When I was at eHarmony years ago, we used classical OR techniques to drive the matchmaking process. Machine learning played a critical role, but was limited to specfiying parameters to the OR solver. In essence, machine learning was to used to estimate the value function, and the OR solver then produced a policy.
OR has historically focused on highly tractable specializations of convex optimization. In an age of scarce compute, this made perfect sense: indeed, at that time eHarmony was pushing the limits of what was possible using high-end commercial OR solvers. However, compute is less scarce now: in predictive modeling convex optimization has been spectacularly superseded by non-convex techniques (aka “deep learning”). A similar revolution is unfolding in OR. The recipe is: develop a generative model of the problem (aka a “simulator”) and then directly optimize a policy on simulated data using RL techniques.
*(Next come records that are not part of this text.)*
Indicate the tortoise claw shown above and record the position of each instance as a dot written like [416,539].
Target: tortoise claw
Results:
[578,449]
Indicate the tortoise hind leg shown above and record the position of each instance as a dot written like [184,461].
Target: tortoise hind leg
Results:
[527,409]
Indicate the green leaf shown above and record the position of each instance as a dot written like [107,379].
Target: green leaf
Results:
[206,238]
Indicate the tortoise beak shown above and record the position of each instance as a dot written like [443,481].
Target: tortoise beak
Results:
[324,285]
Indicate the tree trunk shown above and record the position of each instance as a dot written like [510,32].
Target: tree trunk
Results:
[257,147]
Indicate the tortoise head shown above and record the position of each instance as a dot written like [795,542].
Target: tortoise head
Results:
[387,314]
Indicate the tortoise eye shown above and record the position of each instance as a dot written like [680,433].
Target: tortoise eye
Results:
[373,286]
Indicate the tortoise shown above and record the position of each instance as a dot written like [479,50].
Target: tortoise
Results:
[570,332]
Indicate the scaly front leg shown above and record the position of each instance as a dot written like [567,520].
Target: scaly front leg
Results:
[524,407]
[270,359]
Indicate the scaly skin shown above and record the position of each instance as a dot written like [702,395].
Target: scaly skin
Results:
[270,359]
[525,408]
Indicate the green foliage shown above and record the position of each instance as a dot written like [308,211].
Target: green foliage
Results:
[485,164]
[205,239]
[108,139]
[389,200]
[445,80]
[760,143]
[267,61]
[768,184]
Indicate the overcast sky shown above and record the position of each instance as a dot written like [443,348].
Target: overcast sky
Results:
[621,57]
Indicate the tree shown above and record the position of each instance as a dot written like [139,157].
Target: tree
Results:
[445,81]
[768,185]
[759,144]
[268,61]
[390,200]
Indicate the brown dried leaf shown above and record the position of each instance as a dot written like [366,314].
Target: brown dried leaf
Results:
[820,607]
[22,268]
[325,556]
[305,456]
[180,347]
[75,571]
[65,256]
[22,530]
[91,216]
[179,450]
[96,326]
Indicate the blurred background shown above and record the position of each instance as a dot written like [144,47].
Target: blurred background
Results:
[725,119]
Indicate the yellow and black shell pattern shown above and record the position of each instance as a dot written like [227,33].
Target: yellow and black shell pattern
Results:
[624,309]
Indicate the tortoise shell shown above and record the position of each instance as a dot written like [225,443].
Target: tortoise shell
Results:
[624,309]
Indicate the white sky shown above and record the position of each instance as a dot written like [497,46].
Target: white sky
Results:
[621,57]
All models are wrong, but some models are useful. At first blush it seems implausible that using advanced RL techniques on a crude approximation of the real world would yield substantial benefits. However traditional OR techniques also preform extremely aggressive optimization (to machine precision (!)) on an approximation of the real world. OR models are useful despite typically making tremendous simplifications such as replacing all random variables with their expected values (or in more sophisticated setups, high probability bounds).
The simplifications for the RL techniques involve the assumptions in the generative model, such as a particular parametric model for probability of an airplane service event. Early research results suggest that for some economically important problems, relatively crude simulators coupled with RL techniques can induce superior policies to those developed using traditional OR techniques. Furthermore, simulators admit expressing increasingly refined approximations of reality without the constraints imposed by classical OR formulations.
|Reaction time is a factor in this so please pay attention.|
Reaction time. You should almost never take seriously anyone’s explanation for why something works. Nonetheless, I’ll give you my intution as to why RL will eventually dominate OR.
“Classical OR techniques are optimized to try to avoid bad events ballistically, whereas RL trained policies are optimized to react to events as they occur.”
If this is true then it doesn’t matter if the simulation exactly gets the probability of tail events right as long as they are all present in the simulation and somewhat rare, because the “use of remediation actions” portion of the learned policy will be conditioned on events as they actually occur in practice. (If the events are not rare, then getting the coocurrence statistics right could matter.)
If this explanation has merit, then the upside to RL will be large for scenarios where classic OR optimization is frequently re-run in order to react to new events, because RL will have the “reaction time advantage”.